Os livros santos estão cheios de sublimes cânticos, e magnificas descrições das brilhantes solenidades com que a nação celebrava, e transmitia aos seus vindouros, a lembrança das memoráveis épocas da sua liberdade, assim como dos patrióticos suspiros, com que os cativos da Babilônia se compraziam até na recordação das mesmas pedras da sua infeliz pátria – ‘Quoniam placuerunt servis tuis lapides ejus, et terrae ejus miserabuntur’” (Dom Romualdo Seixas, arcebispo da Bahia, metropolitano do brasil – Pastoral constituindo santificado o dia dois de julho [26 de junho de 1830]).

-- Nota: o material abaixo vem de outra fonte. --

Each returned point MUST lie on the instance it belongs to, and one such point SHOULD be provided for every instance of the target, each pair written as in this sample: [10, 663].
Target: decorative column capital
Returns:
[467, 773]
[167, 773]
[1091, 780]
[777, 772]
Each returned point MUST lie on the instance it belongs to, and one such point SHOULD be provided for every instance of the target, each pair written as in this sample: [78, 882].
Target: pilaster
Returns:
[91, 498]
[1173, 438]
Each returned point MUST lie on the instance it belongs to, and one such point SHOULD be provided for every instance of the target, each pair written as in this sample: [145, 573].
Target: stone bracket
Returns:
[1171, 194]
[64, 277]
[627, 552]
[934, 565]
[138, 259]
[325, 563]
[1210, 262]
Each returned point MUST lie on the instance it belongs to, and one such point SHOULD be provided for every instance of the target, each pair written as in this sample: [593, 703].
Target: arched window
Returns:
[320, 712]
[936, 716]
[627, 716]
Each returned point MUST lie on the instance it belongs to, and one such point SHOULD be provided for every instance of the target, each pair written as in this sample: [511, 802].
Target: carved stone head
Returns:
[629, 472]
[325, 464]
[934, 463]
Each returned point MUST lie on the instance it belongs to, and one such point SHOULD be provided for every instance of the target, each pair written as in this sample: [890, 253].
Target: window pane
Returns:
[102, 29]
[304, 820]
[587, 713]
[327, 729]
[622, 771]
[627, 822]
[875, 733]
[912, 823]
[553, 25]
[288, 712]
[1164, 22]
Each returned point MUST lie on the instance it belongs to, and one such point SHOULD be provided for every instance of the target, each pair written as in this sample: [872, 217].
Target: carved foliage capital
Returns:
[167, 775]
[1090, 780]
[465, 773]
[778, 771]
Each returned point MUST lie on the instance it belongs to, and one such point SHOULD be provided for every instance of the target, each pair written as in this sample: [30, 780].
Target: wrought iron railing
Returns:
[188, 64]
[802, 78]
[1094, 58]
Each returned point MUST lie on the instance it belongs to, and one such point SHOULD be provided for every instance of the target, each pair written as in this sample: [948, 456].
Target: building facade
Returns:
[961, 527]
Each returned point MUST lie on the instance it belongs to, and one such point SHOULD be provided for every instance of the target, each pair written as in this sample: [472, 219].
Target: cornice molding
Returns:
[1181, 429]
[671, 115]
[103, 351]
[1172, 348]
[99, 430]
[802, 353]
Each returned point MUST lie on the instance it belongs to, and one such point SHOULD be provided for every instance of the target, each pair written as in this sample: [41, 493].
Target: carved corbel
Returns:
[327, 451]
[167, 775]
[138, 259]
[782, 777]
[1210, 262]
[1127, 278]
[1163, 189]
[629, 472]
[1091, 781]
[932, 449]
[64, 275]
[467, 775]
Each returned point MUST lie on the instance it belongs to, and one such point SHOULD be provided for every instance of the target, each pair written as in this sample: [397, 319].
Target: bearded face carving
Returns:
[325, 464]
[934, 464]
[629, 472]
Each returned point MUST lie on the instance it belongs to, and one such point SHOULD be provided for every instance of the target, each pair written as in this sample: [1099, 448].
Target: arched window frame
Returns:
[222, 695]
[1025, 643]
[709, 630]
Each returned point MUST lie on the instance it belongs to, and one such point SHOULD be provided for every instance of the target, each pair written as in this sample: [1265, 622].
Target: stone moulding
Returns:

Realmente. A própria Virgem Santíssima entoou no Magnificat um cântico de ação de graças ao Senhor pelos benefícios derramados sobre o povo de Israel. O Divino Salvador quis, em pessoa, pregar primeiramente aos seus compatriotas, sobre cuja desolação e ruína derramou lágrimas, entrando em Jerusalém, nas vésperas da sua Paixão. “Espargiu seu sangue, disse Bossuet, com um olhar particular para a sua nação, e oferecendo o grande sacrifício que devia ser a expiação de todo o Universo, quis que o amor da pátria tivesse também aí o seu lugar” (Bossuet – Politique tirée de l’Ecriture sainte, L. I, artigo VI.)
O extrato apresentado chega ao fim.